How do I calculate VRAM needed for a model not in the table?

Use the formula: VRAM (GB) = (Parameters × bits_per_weight / 8 / 1,000,000,000) × 1.2. For a 20B parameter model at Q4_K_M (4.5 bits effective): (20,000,000,000 × 4.5 / 8 / 1e9) × 1.2 = 13.5GB. Add KV cache based on your target context length.

Why does the actual VRAM usage differ from the calculated value?

The 1.2x overhead factor accounts for framework overhead, KV cache at default context length, and buffer allocation. Actual usage depends on context length, batch size, and the inference backend. llama.cpp typically runs closer to the formula minimum; PyTorch-based frameworks often run higher.

Does quantization quality degrade significantly at Q4_K_M vs FP16?

For most tasks, Q4_K_M is virtually indistinguishable from FP16 on standard benchmarks. The K-quant methods (Q4_K_M, Q5_K_M) use importance-weighted quantization, meaning sensitive layers stay at higher precision. You will notice degradation on very precise mathematical reasoning; for general use, Q4_K_M is the standard recommendation.

What is KV cache and how much VRAM does it use?

Key-Value cache stores attention computations from previous tokens so they do not need to be recomputed. At 4K context length, KV cache is small (0.5–2GB for 7B models). At 128K context length, it becomes significant — a 7B model at FP16 KV cache uses approximately 16GB for 128K context alone.

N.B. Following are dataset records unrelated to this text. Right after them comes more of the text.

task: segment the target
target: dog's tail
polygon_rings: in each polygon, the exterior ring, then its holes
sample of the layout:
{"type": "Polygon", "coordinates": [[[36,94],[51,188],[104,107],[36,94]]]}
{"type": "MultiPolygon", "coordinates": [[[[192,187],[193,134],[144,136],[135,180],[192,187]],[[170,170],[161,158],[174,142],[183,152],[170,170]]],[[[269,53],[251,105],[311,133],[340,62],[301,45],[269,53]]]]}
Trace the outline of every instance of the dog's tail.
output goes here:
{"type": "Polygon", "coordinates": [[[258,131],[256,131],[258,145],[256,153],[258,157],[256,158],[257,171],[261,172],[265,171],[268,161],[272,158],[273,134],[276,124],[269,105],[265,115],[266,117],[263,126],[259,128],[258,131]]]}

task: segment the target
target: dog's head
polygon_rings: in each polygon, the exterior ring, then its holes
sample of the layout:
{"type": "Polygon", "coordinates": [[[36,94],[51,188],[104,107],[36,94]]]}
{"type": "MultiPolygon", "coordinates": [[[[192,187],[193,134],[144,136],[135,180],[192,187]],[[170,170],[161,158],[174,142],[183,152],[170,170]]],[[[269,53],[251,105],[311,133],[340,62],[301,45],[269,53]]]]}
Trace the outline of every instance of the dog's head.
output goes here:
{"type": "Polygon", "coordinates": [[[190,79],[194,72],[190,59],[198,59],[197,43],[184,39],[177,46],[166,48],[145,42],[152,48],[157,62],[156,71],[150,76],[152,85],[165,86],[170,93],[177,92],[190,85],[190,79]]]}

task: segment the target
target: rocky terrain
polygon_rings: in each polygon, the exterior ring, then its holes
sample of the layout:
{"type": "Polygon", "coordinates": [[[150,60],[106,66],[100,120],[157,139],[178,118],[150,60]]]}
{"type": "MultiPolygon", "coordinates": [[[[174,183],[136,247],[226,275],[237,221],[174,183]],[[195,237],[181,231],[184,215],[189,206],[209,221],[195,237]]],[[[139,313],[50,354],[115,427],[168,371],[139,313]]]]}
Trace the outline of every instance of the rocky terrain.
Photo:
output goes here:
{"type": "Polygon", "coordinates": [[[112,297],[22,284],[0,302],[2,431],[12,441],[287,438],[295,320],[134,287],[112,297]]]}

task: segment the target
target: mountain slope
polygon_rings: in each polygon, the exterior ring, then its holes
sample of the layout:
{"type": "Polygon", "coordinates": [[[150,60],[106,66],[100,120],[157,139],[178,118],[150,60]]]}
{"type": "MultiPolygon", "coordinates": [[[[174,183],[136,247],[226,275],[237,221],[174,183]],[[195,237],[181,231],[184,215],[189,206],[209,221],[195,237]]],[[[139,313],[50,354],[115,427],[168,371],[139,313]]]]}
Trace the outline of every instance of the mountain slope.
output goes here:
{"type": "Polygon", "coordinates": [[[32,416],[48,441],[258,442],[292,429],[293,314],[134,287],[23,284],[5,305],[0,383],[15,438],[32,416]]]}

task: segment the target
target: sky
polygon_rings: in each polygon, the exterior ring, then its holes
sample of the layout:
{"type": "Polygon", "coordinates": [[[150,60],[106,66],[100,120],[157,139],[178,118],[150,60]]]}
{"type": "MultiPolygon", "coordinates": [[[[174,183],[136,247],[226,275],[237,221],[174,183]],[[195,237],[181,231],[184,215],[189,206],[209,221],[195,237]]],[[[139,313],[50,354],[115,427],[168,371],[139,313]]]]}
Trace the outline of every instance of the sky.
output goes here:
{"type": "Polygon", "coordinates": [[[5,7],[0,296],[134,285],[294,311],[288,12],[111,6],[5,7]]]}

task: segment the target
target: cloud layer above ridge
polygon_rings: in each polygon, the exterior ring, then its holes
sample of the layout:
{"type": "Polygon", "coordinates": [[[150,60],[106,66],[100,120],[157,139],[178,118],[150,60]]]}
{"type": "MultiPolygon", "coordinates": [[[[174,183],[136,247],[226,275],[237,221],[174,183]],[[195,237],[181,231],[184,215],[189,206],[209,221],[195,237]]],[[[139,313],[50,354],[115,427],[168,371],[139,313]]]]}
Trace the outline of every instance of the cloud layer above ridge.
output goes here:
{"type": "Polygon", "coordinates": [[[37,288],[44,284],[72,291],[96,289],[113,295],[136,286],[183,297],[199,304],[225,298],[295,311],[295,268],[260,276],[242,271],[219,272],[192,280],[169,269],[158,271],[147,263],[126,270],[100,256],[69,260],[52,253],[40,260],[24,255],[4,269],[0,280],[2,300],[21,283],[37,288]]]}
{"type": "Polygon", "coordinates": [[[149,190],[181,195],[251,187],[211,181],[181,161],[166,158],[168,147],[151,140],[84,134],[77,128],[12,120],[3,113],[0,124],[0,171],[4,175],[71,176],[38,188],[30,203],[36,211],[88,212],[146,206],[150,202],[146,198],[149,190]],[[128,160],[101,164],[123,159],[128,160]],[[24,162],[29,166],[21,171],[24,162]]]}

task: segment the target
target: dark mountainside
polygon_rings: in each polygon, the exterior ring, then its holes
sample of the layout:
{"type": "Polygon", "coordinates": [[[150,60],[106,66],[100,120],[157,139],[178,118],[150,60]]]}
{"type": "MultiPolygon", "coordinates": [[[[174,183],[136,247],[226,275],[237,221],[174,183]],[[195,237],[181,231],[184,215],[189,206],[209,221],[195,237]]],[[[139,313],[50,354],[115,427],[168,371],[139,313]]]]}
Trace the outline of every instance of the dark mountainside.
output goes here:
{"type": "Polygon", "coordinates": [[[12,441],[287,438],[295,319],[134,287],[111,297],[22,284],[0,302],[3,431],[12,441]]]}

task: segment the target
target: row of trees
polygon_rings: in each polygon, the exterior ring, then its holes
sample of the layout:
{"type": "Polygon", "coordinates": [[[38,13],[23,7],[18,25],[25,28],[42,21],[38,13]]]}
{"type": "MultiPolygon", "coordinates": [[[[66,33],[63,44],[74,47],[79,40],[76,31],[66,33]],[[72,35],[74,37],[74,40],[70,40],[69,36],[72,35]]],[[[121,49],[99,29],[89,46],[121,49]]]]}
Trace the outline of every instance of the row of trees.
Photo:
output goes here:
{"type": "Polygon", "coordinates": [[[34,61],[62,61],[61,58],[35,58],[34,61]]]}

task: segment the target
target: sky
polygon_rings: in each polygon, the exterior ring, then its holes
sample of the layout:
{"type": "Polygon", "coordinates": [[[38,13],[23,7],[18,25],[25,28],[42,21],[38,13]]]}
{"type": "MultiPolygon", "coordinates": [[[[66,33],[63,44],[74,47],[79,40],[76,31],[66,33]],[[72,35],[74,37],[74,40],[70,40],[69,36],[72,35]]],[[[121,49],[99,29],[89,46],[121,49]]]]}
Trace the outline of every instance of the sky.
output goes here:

VRAM Calculator for Local LLMs: Find Out Exactly What Fits in Your GPU

Some links on this page may be affiliate links. We disclose it because you deserve to know, not because it changes anything. Every recommendation here comes from benchmarks, not budgets.

Before buying a GPU or trying to load a model, you need to know whether it fits in VRAM. The calculation is straightforward once you know the formula — and it explains why a 70B model needs ~43GB at Q4_K_M instead of the ~35GB a naive size estimate would suggest.

This page gives you the formula, the derivation, worked examples for the most common model sizes, and a complete reference table. An interactive calculator is planned for /tools/vram-calculator-interactive — this page delivers the formula and tables as standalone reference.

Quick Summary

Core formula: VRAM (GB) = (parameters × bits_per_weight / 8 / 1e9) × 1.2 overhead
KV cache adds significantly at long context lengths — a factor most estimators ignore
Q4_K_M is the practical sweet spot — roughly 4.5 bits effective, excellent quality, roughly 1/4 the size of FP16

The VRAM Formula

Model Weights

VRAM_weights (GB) = (N × B / 8) / 1,000,000,000 × overhead

Where:

N = number of parameters (e.g., 7,000,000,000 for a 7B model)
B = bits per weight (16 for FP16, 8 for INT8/Q8_0, 4 for INT4/Q4)
1,000,000,000 = convert bytes to gigabytes (using 10⁹, not 2³⁰)
overhead = 1.15 to 1.25 (typically use 1.2)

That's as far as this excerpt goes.